Posted November. 02, 2004 23:16,   


There’s fierce controversy regarding the Roh Moo-hyun administration’s exercise of favoritism in personnel appointment. Last week, former assemblyman Lee Jae-jung, who had been sentenced to a fine on the charge of receiving illegal presidential campaign funds, was named senior vice president for the Advisory Council on Democratic and Peaceful Unification, and now a fellow graduate from the president’s old school Busan Commercial High, who is just three years his senior, has been appointed president of the Korea National Housing Corporation. It’s no wonder that critics are questioning whether such appointments are based on personal favors and connections. Cheong Wa Dae insists that “aptitude and capability were taken into account,” but how many would believe such a claim?

The appointment of Busan Commercial High alumni to important positions has been especially pronounced this year. Former National Defense Advisor Yoon Gwang-ung, President Roh’s upperclassman by five years, was named minister of National Defense. The presidential secretariat was increased by three members, among them the post of secretary for the Maintenance of Discipline in Public Offices, in comprehensive charge of all personnel inspections. This means that Busan Commercial High alums have taken control of the first stages of personnel management in our government, filling the key posts involving nominations for and confirmation of appointments to public offices.
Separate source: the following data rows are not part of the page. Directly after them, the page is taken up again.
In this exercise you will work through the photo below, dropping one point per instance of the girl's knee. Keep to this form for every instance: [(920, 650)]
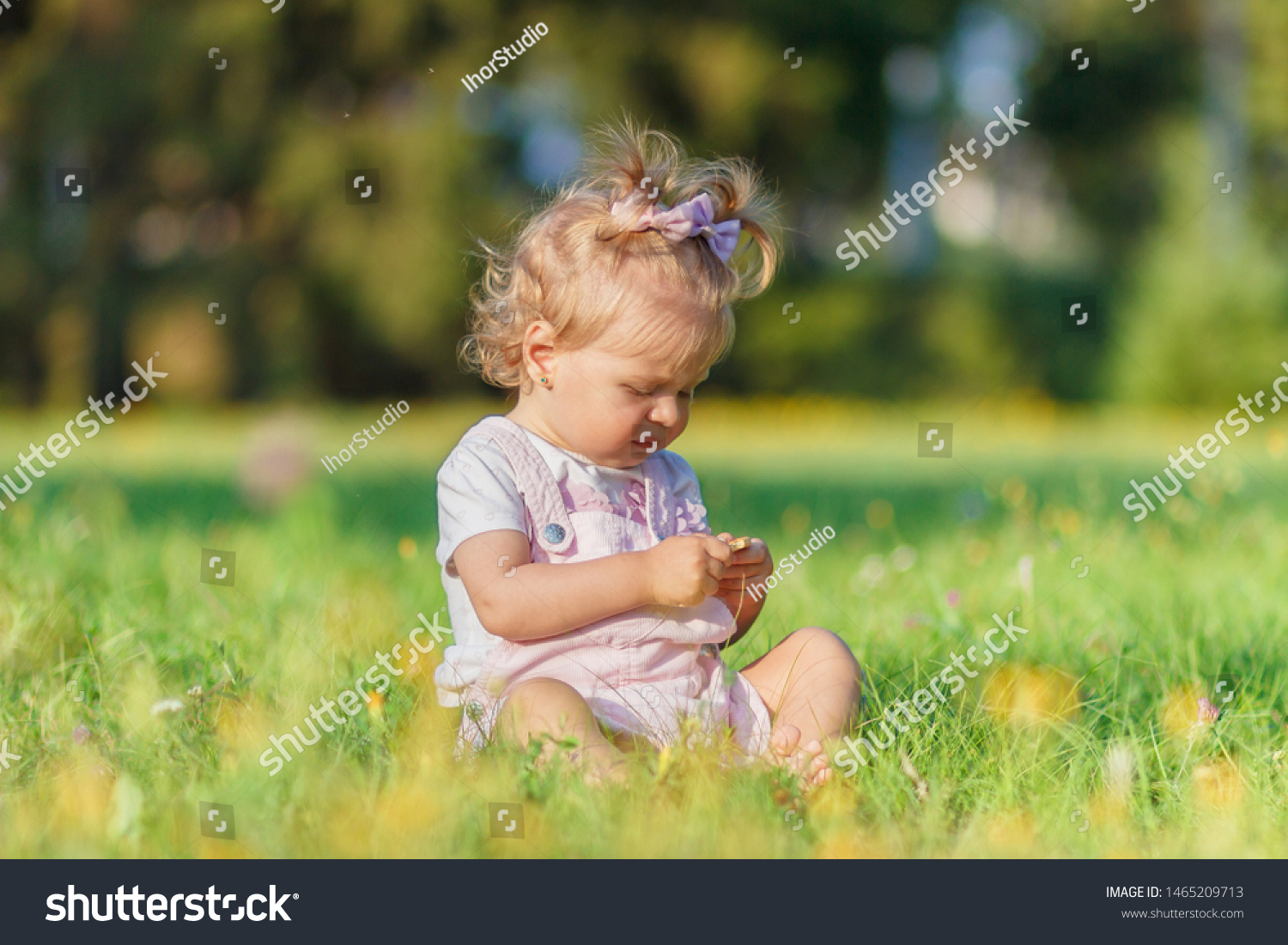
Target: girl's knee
[(822, 641), (544, 694)]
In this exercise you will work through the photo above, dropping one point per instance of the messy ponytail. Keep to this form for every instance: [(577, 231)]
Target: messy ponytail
[(574, 264)]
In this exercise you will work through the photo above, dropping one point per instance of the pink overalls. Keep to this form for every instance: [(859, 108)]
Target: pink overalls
[(641, 671)]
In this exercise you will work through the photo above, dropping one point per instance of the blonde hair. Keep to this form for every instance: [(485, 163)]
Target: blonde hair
[(580, 270)]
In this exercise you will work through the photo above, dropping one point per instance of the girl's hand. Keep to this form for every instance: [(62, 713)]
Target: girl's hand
[(683, 571), (750, 566)]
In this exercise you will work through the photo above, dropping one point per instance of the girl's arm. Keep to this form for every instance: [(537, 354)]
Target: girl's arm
[(746, 568), (519, 600)]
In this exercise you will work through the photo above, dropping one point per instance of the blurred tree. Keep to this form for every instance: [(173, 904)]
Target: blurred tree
[(226, 183)]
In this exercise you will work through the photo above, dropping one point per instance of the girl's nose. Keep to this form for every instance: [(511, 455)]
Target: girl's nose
[(665, 411)]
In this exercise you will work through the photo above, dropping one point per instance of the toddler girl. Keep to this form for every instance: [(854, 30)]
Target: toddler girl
[(587, 595)]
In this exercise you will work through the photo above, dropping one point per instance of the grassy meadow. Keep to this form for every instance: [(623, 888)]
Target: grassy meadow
[(131, 692)]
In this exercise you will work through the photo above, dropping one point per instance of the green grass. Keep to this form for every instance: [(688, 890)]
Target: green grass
[(100, 594)]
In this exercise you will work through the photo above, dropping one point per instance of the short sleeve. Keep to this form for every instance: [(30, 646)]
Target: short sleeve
[(477, 494), (690, 514)]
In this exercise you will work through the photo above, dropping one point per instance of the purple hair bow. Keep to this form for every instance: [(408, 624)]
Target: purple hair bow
[(683, 221)]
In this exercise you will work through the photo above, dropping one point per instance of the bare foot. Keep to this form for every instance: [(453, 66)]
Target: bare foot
[(808, 764)]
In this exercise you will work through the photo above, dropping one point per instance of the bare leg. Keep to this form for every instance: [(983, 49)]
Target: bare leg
[(811, 684), (550, 707)]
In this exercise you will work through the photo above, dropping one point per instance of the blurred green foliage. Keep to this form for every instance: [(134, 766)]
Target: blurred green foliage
[(228, 185)]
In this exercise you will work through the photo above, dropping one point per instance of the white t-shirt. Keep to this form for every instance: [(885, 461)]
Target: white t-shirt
[(477, 494)]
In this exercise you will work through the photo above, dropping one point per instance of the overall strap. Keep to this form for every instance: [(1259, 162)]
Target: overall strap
[(659, 506), (551, 525)]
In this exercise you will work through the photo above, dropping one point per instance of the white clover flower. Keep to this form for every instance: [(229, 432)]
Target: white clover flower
[(167, 706)]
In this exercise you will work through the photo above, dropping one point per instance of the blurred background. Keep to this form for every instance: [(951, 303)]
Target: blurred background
[(218, 177)]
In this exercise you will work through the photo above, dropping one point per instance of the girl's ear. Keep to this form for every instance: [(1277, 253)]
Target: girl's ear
[(538, 350)]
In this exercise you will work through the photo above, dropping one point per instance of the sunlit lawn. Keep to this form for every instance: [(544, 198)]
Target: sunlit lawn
[(102, 617)]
Besides those mentioned above, the offices of the president of the Korea Coal Corporation and supervisor of the Korea Securities Depository have also been filled by Busan Commercial High alumni.

Many claim that appointments based on “gratitude” for defeated election candidates and people who played a key role in the party’s foundation have also gone beyond what might be deemed appropriate. In addition to unofficially designating Yoon Deok-hong, the former minister of Education & Human Resources Development, as the next president of the Academy of Korean Studies, the administration has given the posts of chairman of the Presidential Commission on Small & Medium Enterprises, president of the Korea Cadastral Survey Corporation, administrator of the National Emergency Management Agency, and supervisor of the Seoul Olympic Sports Promotion Foundation to candidates who lost in the April 15 general elections.

Based on the belief that “the only people one can trust are one’s own,” favoritism in public appointments is a sign of an administration’s sense of crisis. Past administrations have displayed such tendencies toward the latter half of their term, but the present one has already demonstrated it less than two years after inauguration. Such haste bespeaks the elevated sense of crisis felt by the Roh administration. But it’s at times like this that one must truly broaden one’s mind. The more one fixates on one’s personal preferences and connections, the narrower the scope of national government will become.

The current administration has already been subject to criticism regarding its factionism and the consequent scantiness of its personnel pool. If such an administration resorts to this sort of prejudicial appointment practices, what could we possibly expect of its remaining time in office? It is imperative for the Roh government to pursue a positive cycle of wide-ranging appointments and elevation of the quality of national administration. It cannot presume to speak of reform to the Korean people while practicing favoritism and preferential treatment.